Added to the increase in age, it is observed that LDH, IL-6 and the decrease in lymphocyte count appear as independent predictors of death. LDH is cited in the works of Bonetti et al 20 and Liang et al. 21 In the latter, LDH is included in the Clinical Risk Score to Predict the Occurrence of Critical Illness in Hospitalized Patients. Bonetti et al 20 also includes lymphocyte count as an independent predictor of death. IL-6 does not appear as an independent variable among the studies consulted, although as mentioned, in some studies 22 significant differences are found between dead and survivors 23 or in severe cases for this parameter. Advanced age has been associated to higher risk of in-hospital death, 18, 24 and it had been previously reported as an independent predictor of mortality in SARS and MERS. 25, 26 It is remarkable that any of these inpatients have a risk of death which is 8.9% higher than those 1 year younger (ie, the risk of dead of a 71-year-old inpatient is 8.9% higher than that of a 70-year-old inpatient).

Our study shows lymphocyte count as a strong independent risk factor of poor prognosis.

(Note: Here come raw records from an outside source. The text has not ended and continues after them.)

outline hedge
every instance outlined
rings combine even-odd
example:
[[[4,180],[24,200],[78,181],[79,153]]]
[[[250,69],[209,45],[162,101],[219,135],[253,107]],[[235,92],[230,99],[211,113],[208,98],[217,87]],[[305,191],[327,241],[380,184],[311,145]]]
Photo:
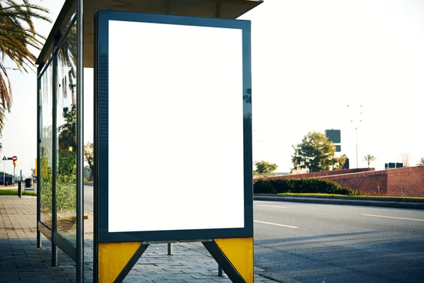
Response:
[[[350,187],[343,187],[336,182],[318,178],[302,179],[260,179],[254,185],[255,194],[321,193],[356,195],[358,191]]]

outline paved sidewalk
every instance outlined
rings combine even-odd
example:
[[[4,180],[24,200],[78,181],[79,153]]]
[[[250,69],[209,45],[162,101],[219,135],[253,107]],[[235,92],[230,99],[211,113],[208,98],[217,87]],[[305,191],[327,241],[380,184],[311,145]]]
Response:
[[[84,221],[85,281],[93,282],[93,216]],[[0,196],[0,282],[75,282],[75,263],[59,250],[59,266],[51,267],[50,242],[36,248],[36,198]],[[218,265],[199,245],[151,245],[124,282],[230,282],[218,276]],[[256,270],[260,272],[260,270]],[[275,282],[255,274],[255,282]]]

Age-dependent defects in T-cell and B-cell function and the excess production of type 2 cytokines could lead to a deficiency in control of viral replication and more prolonged inflammatory responses. 27 In particular, this study shows lymphocyte count as a strong independent risk factor of poor prognosis. Both in the SARS and in COVID-19, virally infected cells seem to be specifically eliminated by lymphocytes. 28, 29 Taking this into account, lymphocyte count may be used as a clinical predictor of severity and prognosis.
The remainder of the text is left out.